THE STORY OF JOHNNY WHOOPER SWAN We go to school trusting our parents. We meet a teacher there who stands up front with a big desk, and a pointer. She or he trains us in an authoritative manner. We attach mentally to a life long need for authority in order to live lives successfully. Right so far? In my case, at the age of 25 I was ready to enter the practice of law where I hoped for success and a happy life finally. Very shortly, very shortly, I became anxious. There was a foreboding. I was made more uncomfortable with each experience. Law work is nothing like what I was told it would be. The system is corrupt. But I still cling to my expectation that career success is necessary to my happiness as a man. Each day my grasp of what the fuck success amounts to after all becomes more clouded, murkier. I hear songs on the airwaves and at concerts which describe my life as the life of a fool. What am I becoming? I want to rip off my business suit to run naked in the street with my hair on fire! But I am too afraid. In strange, weird (weird comes from a word meaning wise), fragmented steps I go about a journey of my own believing myself to be the first man to have failed in such a total way which journey works so as to break up my career, end a marriage, and start an entirely new way of relating with my two children whom I love deeply. Almost magically I meet a woman who is a career counselor who asserts a beautiful message that I am made to be joyful in my work everyday and at all levels. This understanding sets me on a completely new course. It is no longer a world of systems to me but an undivided one of unlimited beauty. It reminds me of a painting. A true masterpiece. I am drawn from within to learn the truth about my identity and nobody else can teach me that. From this point onward I will use thinking capacity for mastering mechanical processes and follow my heart, which includes my whole nature, which includes your whole nature and that of every human being for all the rest. I’ll go by the name Johnny Whooper Swan who does not explain itself to anyone. By my fruits shall I be known. Watch me soar!

Sunday, February 19, 2017

the PARIS REVIEW
Amusing Myself: An Interview with Bob Neuwirth, by Gary Lippman, Oct. 6 2014

Down the decades, Neuwirth, now seventy-five, has made the scene in Cambridge, Massachusetts, Berkeley, Paris, Nashville, Santa Monica, and Austin, stopping in at the fabled festivals of Newport, Monterey, and Woodstock and associating along the way with Janis Joplin, Lou Reed, the Coen Brothers, Brice Marden, T Bone Burnett, Joan Baez, Shel Silverstein, Elvis Costello, Sam Shepard, Kris Kristofferson, Larry Poons, The Band, and The Band’s former front man, Bob Dylan. In Chronicles: Volume One, Dylan recalled the decades when he and Neuwirth were especially close: “Like Kerouac had immortalized Neal Cassady in On the Road, somebody should have immortalized Neuwirth ... If ever there was a renaissance man leaping in and out of things, he would have to be it.”
For someone on the receiving end of such high praise from the famous, though, Neuwirth has a rather low view of fame itself. “Being famous is a full-time job,” he told me over lunch recently in the West Village. “You can get more done being anonymous. I know how people can get famous, but they have to want to do that ... It has to tickle the G-spot of their minds, because being anonymous is so much more powerful. You can get so much more done if you’re not worried about fame and fortune. You can get a lot done.
Me, I don’t give a shit. I’m just there to do what I do—for me. If anyone else gets enjoyment out of it, great, but I’m really trying to amuse myself. I was trying to think of something to do onstage, and I was driving past Will Rogers Ranch and I thought, You know, you can have an act by having a non-act …”

end interview.


J Swan: It must come down finally to this: all we name and discuss is nonsense and much chatter about nothing. What is real cannot be captured in a thought. When I cease thinking, I know.

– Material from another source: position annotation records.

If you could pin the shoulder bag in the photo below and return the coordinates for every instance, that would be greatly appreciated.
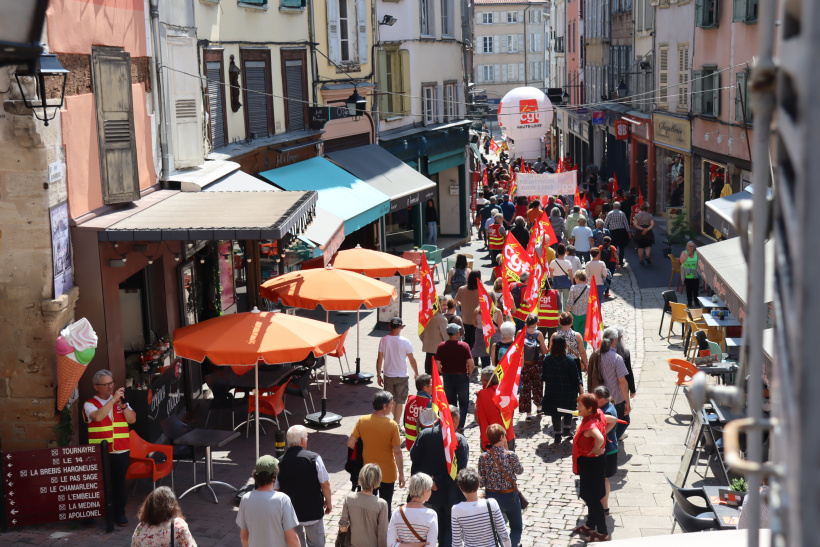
(410, 526)
(524, 502)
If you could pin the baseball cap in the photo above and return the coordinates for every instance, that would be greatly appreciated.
(267, 464)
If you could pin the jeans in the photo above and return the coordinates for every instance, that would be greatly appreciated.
(457, 387)
(510, 506)
(620, 428)
(311, 535)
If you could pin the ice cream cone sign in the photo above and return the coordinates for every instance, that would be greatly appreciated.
(75, 348)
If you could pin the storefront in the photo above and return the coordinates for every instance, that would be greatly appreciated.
(672, 137)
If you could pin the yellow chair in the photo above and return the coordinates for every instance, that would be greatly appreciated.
(679, 315)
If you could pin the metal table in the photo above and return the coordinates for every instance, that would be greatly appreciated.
(209, 438)
(727, 515)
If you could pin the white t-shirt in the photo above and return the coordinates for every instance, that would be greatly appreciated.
(395, 350)
(581, 235)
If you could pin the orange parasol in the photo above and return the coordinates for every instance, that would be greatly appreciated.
(372, 263)
(250, 337)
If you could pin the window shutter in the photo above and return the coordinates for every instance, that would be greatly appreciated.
(186, 106)
(114, 103)
(697, 89)
(216, 103)
(406, 86)
(361, 25)
(333, 30)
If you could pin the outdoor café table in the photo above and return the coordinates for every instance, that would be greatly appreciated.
(706, 302)
(727, 515)
(209, 438)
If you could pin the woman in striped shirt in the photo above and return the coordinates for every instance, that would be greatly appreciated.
(476, 523)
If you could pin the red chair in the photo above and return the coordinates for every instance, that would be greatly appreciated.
(141, 466)
(686, 371)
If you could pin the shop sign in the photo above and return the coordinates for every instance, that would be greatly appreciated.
(672, 132)
(621, 130)
(54, 485)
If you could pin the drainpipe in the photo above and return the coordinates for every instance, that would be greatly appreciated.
(156, 86)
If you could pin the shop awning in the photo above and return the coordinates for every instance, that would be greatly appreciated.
(387, 173)
(719, 213)
(183, 216)
(341, 193)
(723, 267)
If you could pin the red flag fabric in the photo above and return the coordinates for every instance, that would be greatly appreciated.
(594, 328)
(428, 299)
(448, 429)
(487, 324)
(508, 372)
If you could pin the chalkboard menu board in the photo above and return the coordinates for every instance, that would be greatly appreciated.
(54, 485)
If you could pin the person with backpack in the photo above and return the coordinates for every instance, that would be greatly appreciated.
(531, 388)
(457, 277)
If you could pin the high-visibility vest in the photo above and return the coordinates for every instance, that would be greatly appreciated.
(114, 431)
(496, 239)
(548, 311)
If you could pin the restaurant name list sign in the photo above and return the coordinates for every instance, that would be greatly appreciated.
(54, 485)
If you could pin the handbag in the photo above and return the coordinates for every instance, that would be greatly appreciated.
(524, 502)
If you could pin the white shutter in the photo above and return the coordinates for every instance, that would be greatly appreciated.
(333, 30)
(186, 102)
(361, 26)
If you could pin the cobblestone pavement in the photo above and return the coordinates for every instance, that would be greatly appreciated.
(640, 503)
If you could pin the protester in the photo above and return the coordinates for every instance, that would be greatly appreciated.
(587, 447)
(304, 478)
(108, 416)
(422, 400)
(644, 236)
(159, 516)
(611, 448)
(471, 527)
(467, 299)
(435, 333)
(414, 525)
(455, 361)
(382, 444)
(364, 515)
(427, 456)
(394, 352)
(497, 468)
(266, 517)
(487, 412)
(562, 385)
(530, 385)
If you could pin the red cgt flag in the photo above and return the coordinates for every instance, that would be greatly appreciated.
(594, 329)
(428, 299)
(508, 372)
(448, 428)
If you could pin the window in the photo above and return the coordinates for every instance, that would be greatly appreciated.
(683, 77)
(427, 27)
(257, 93)
(394, 82)
(663, 75)
(114, 102)
(706, 91)
(428, 96)
(744, 11)
(707, 13)
(294, 77)
(214, 73)
(447, 18)
(742, 97)
(450, 107)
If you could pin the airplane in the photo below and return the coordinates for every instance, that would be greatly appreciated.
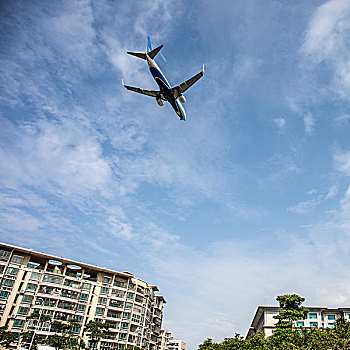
(173, 95)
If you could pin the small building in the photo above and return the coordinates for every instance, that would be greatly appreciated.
(67, 290)
(321, 317)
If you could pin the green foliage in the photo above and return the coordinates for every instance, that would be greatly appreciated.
(286, 337)
(293, 311)
(96, 330)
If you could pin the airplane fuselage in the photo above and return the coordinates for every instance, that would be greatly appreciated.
(165, 88)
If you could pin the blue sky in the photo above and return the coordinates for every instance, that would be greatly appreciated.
(247, 199)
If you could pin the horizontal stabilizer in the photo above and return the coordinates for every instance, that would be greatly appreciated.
(151, 93)
(138, 54)
(180, 89)
(155, 51)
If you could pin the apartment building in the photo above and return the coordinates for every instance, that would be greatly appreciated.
(165, 337)
(67, 290)
(176, 345)
(320, 317)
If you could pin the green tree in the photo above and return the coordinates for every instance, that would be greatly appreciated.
(6, 337)
(293, 311)
(95, 331)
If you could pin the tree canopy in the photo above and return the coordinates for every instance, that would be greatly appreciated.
(288, 337)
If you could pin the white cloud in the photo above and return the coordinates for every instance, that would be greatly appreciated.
(326, 28)
(281, 123)
(56, 155)
(326, 41)
(333, 191)
(342, 118)
(309, 123)
(343, 162)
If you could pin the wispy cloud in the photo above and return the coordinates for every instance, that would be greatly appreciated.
(326, 41)
(309, 123)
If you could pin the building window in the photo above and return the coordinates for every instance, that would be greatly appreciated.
(53, 279)
(12, 271)
(8, 283)
(113, 314)
(118, 293)
(125, 325)
(119, 284)
(106, 280)
(122, 336)
(116, 303)
(31, 287)
(17, 259)
(27, 299)
(78, 318)
(128, 305)
(126, 315)
(102, 300)
(81, 307)
(100, 311)
(84, 296)
(35, 276)
(18, 324)
(23, 310)
(4, 256)
(104, 290)
(4, 295)
(86, 286)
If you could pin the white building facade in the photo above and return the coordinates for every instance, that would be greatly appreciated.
(67, 290)
(320, 317)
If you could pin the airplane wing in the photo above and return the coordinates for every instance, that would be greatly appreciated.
(180, 89)
(151, 93)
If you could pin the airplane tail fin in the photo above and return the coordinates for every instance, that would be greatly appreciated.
(149, 45)
(151, 53)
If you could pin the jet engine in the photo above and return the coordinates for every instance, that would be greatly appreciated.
(182, 98)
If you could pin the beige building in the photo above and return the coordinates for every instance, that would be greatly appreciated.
(176, 345)
(320, 317)
(165, 338)
(169, 343)
(68, 290)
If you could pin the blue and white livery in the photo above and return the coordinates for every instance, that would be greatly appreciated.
(174, 95)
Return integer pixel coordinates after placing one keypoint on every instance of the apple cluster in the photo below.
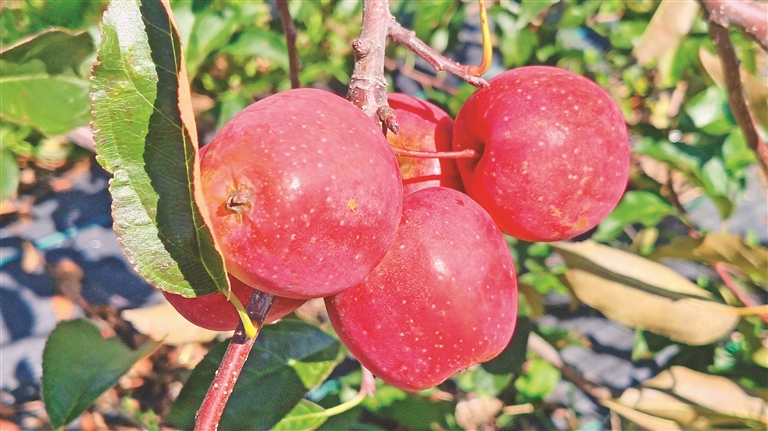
(307, 199)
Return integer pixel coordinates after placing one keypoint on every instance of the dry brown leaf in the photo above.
(164, 324)
(687, 320)
(672, 21)
(715, 393)
(640, 293)
(667, 406)
(646, 421)
(627, 267)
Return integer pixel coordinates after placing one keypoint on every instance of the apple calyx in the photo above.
(238, 201)
(248, 326)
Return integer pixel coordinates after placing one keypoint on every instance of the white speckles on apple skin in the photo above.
(305, 199)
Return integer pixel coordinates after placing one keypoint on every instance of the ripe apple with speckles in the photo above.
(443, 299)
(554, 152)
(304, 194)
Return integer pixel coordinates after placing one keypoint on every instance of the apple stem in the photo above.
(485, 64)
(464, 154)
(209, 414)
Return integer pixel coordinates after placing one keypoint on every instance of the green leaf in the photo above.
(429, 15)
(146, 137)
(210, 32)
(54, 104)
(305, 416)
(710, 111)
(260, 43)
(701, 166)
(531, 9)
(61, 50)
(79, 365)
(635, 207)
(288, 359)
(9, 175)
(540, 379)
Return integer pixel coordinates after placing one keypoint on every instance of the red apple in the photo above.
(215, 312)
(555, 152)
(304, 194)
(423, 127)
(444, 297)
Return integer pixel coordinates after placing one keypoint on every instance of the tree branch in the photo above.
(722, 40)
(368, 86)
(746, 15)
(408, 39)
(290, 39)
(209, 414)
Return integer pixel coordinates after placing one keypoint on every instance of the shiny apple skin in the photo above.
(304, 194)
(423, 127)
(555, 152)
(215, 312)
(443, 299)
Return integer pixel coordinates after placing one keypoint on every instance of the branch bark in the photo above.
(722, 40)
(746, 15)
(290, 39)
(368, 86)
(209, 414)
(408, 39)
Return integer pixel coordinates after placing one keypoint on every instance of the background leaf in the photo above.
(288, 359)
(140, 76)
(9, 174)
(719, 247)
(298, 420)
(636, 206)
(79, 365)
(61, 50)
(54, 104)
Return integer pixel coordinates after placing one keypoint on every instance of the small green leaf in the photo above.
(59, 49)
(305, 416)
(540, 379)
(145, 135)
(636, 206)
(710, 112)
(260, 43)
(288, 359)
(79, 365)
(513, 356)
(9, 175)
(54, 104)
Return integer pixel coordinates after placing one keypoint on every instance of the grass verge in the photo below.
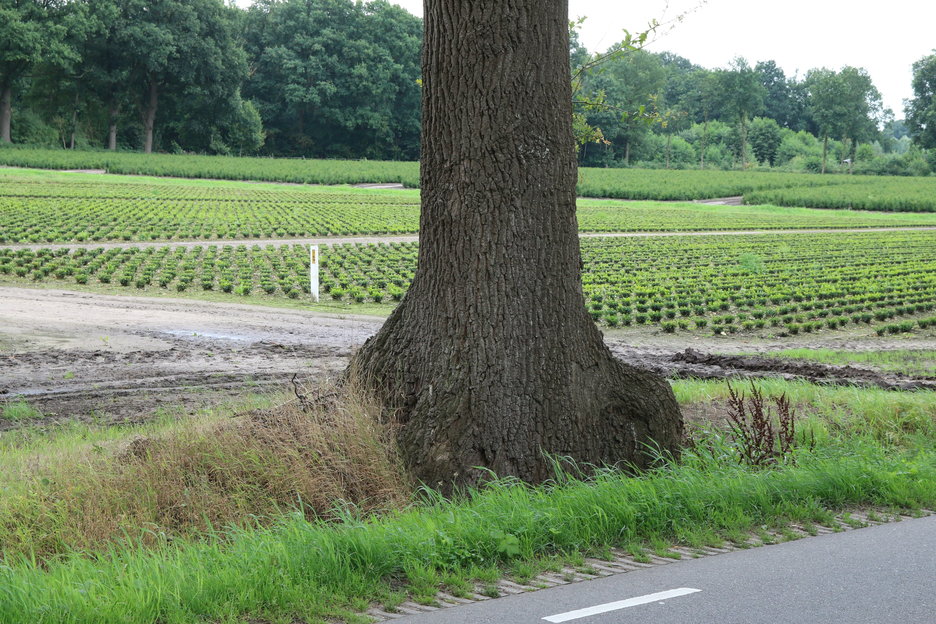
(274, 564)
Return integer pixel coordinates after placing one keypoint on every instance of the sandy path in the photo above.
(81, 355)
(412, 238)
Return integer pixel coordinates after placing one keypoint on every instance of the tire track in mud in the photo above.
(121, 358)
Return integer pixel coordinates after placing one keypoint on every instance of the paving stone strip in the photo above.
(623, 562)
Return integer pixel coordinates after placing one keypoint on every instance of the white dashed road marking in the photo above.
(620, 604)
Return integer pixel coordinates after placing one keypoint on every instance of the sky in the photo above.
(885, 38)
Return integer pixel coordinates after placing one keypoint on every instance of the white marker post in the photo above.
(313, 272)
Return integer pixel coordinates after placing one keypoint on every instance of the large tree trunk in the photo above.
(825, 150)
(6, 113)
(113, 115)
(491, 358)
(149, 116)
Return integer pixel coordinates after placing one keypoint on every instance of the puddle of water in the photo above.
(186, 333)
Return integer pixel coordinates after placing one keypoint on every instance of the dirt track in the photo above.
(121, 358)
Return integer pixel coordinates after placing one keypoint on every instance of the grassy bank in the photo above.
(316, 571)
(277, 514)
(908, 362)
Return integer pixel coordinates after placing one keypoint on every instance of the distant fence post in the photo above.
(313, 272)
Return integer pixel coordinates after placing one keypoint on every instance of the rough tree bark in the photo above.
(491, 358)
(149, 116)
(113, 114)
(6, 113)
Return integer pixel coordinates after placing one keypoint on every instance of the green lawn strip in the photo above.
(872, 448)
(867, 193)
(296, 170)
(908, 362)
(830, 412)
(316, 571)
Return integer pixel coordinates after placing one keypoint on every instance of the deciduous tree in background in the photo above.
(921, 109)
(31, 33)
(491, 358)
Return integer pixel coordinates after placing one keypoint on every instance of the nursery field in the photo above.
(44, 207)
(887, 194)
(298, 170)
(793, 189)
(789, 283)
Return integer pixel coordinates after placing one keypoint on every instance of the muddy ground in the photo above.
(122, 358)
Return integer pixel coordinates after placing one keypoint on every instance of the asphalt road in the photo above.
(876, 575)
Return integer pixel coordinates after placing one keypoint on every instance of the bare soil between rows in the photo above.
(123, 358)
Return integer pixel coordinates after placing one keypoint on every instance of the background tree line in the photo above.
(318, 78)
(744, 116)
(339, 78)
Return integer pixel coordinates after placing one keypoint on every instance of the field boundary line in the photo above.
(412, 238)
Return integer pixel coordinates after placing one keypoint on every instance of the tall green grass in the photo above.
(317, 571)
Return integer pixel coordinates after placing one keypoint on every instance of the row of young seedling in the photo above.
(715, 294)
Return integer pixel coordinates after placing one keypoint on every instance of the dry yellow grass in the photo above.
(249, 468)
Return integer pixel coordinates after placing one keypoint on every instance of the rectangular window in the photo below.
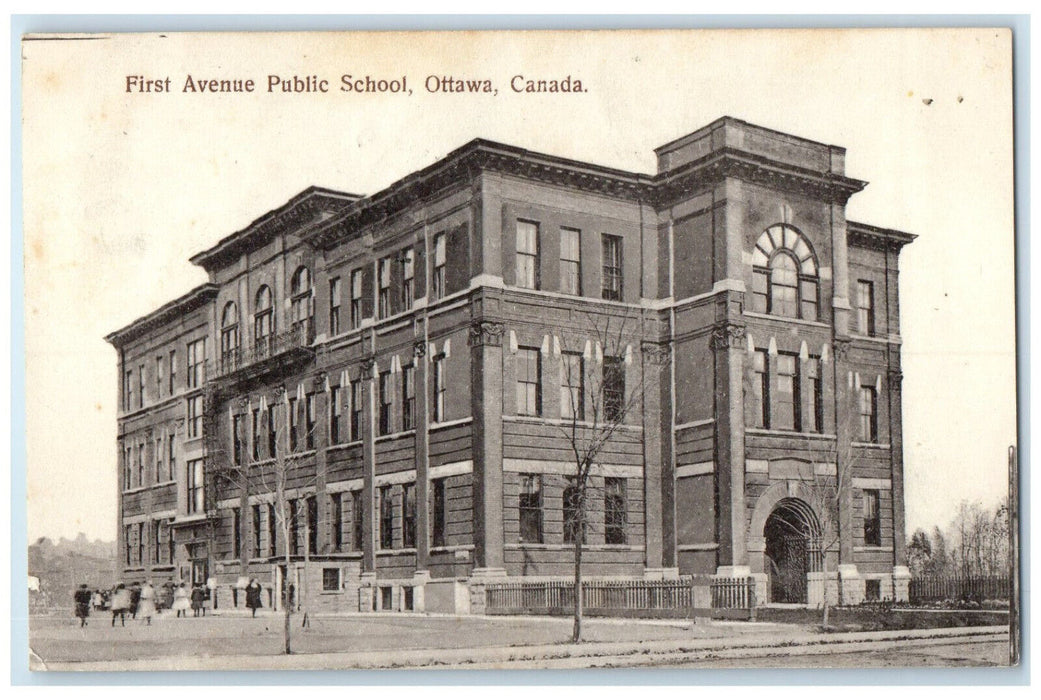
(196, 500)
(335, 297)
(272, 529)
(294, 424)
(408, 516)
(386, 518)
(383, 276)
(808, 298)
(868, 415)
(529, 374)
(865, 307)
(572, 385)
(531, 508)
(334, 415)
(197, 363)
(614, 510)
(760, 291)
(141, 543)
(528, 254)
(236, 533)
(195, 417)
(355, 298)
(438, 376)
(570, 260)
(255, 434)
(872, 519)
(574, 523)
(408, 278)
(439, 260)
(272, 430)
(385, 403)
(760, 391)
(173, 371)
(330, 579)
(408, 398)
(141, 465)
(356, 408)
(786, 409)
(294, 528)
(128, 390)
(158, 452)
(816, 413)
(611, 246)
(171, 457)
(337, 522)
(357, 521)
(439, 511)
(312, 525)
(236, 439)
(614, 389)
(256, 530)
(310, 421)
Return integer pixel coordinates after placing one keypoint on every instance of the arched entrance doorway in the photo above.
(792, 534)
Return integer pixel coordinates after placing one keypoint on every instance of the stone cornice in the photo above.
(200, 296)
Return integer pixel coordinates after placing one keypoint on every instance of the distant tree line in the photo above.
(975, 543)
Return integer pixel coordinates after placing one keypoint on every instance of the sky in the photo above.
(121, 188)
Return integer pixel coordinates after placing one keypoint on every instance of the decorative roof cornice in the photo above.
(865, 235)
(312, 205)
(734, 163)
(198, 297)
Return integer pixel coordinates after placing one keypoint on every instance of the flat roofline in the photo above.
(313, 192)
(693, 135)
(890, 234)
(187, 302)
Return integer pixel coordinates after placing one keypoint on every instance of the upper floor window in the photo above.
(408, 278)
(572, 385)
(439, 388)
(302, 303)
(611, 286)
(197, 363)
(529, 390)
(263, 319)
(229, 334)
(528, 254)
(408, 397)
(614, 389)
(784, 280)
(570, 260)
(868, 431)
(439, 263)
(865, 307)
(355, 298)
(334, 302)
(383, 279)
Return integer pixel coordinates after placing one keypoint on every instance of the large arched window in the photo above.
(229, 335)
(785, 279)
(302, 302)
(263, 320)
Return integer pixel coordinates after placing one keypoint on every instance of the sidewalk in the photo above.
(560, 655)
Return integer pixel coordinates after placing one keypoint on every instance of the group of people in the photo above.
(142, 599)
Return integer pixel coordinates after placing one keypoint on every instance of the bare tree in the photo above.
(598, 396)
(274, 481)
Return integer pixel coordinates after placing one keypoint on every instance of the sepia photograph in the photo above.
(513, 350)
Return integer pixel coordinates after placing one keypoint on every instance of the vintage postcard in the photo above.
(521, 349)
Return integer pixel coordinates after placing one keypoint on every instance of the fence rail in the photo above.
(928, 589)
(735, 594)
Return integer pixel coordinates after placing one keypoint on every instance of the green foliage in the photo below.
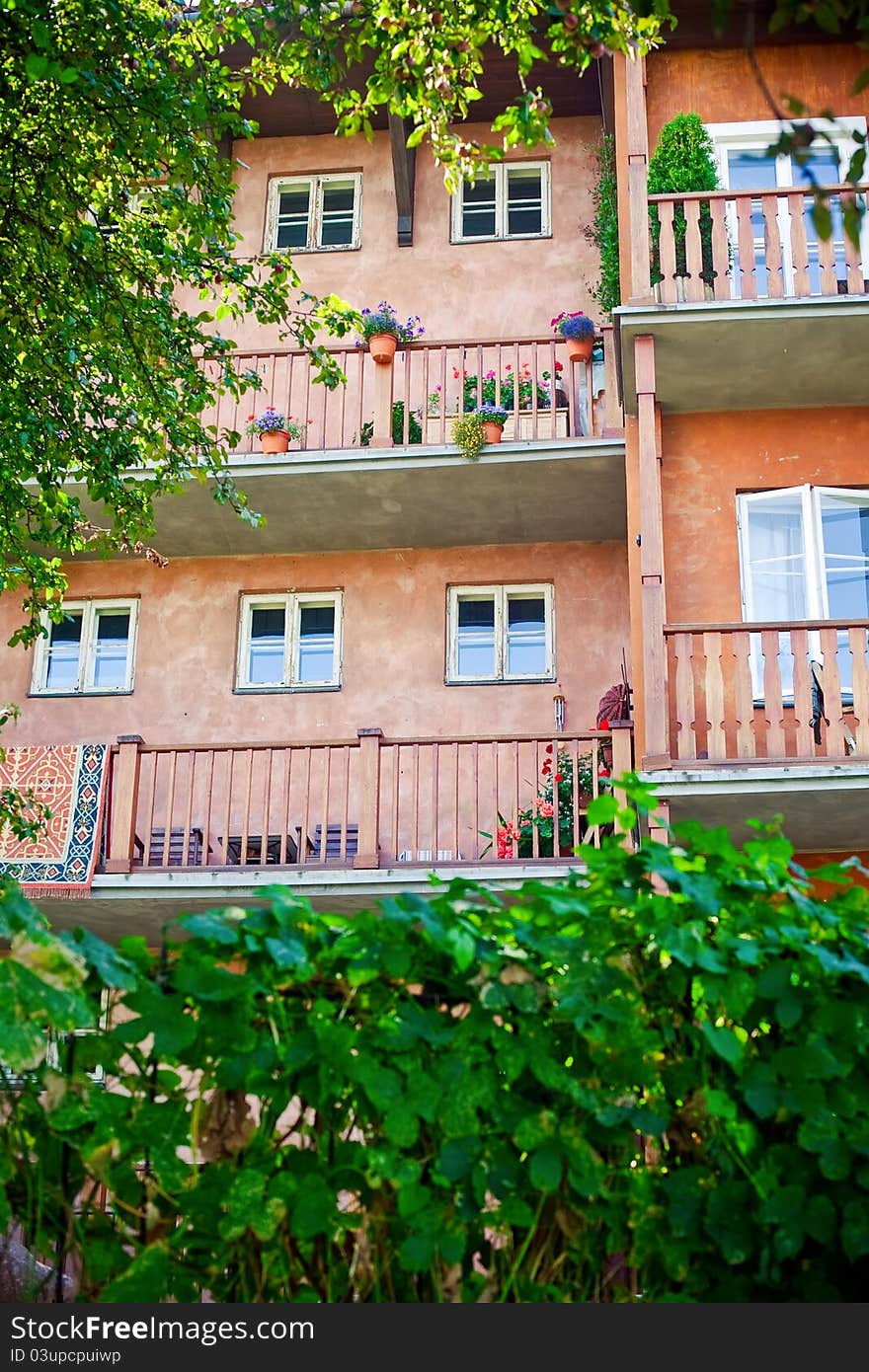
(608, 1088)
(682, 161)
(415, 428)
(604, 229)
(468, 435)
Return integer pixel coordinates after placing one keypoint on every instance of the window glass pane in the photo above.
(475, 637)
(846, 556)
(526, 636)
(63, 648)
(266, 660)
(292, 211)
(524, 200)
(478, 210)
(338, 200)
(110, 648)
(316, 644)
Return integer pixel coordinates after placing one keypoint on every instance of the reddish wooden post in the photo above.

When I cease thinking, I know.

All power is in knowledge after all. With that power at hand I proceed. Without it, I am a blathering fool.

And yet, people, not swans, insist upon treating their writings and speech as the ultimate knowledge and so long as that continues to be the road taken we shall get the same results we have always gotten. All praise to the author! To the copyright owner go the spoils! (blame)


All golden language worthy of a genius points only; does not claim to be the thing to be studied. It is much like this: the wise person tells us to “know thyself” so we proud-fully canonize the words by placing them in libraries and take great pride in our heritage and we never even look to see what it is we are. What fools!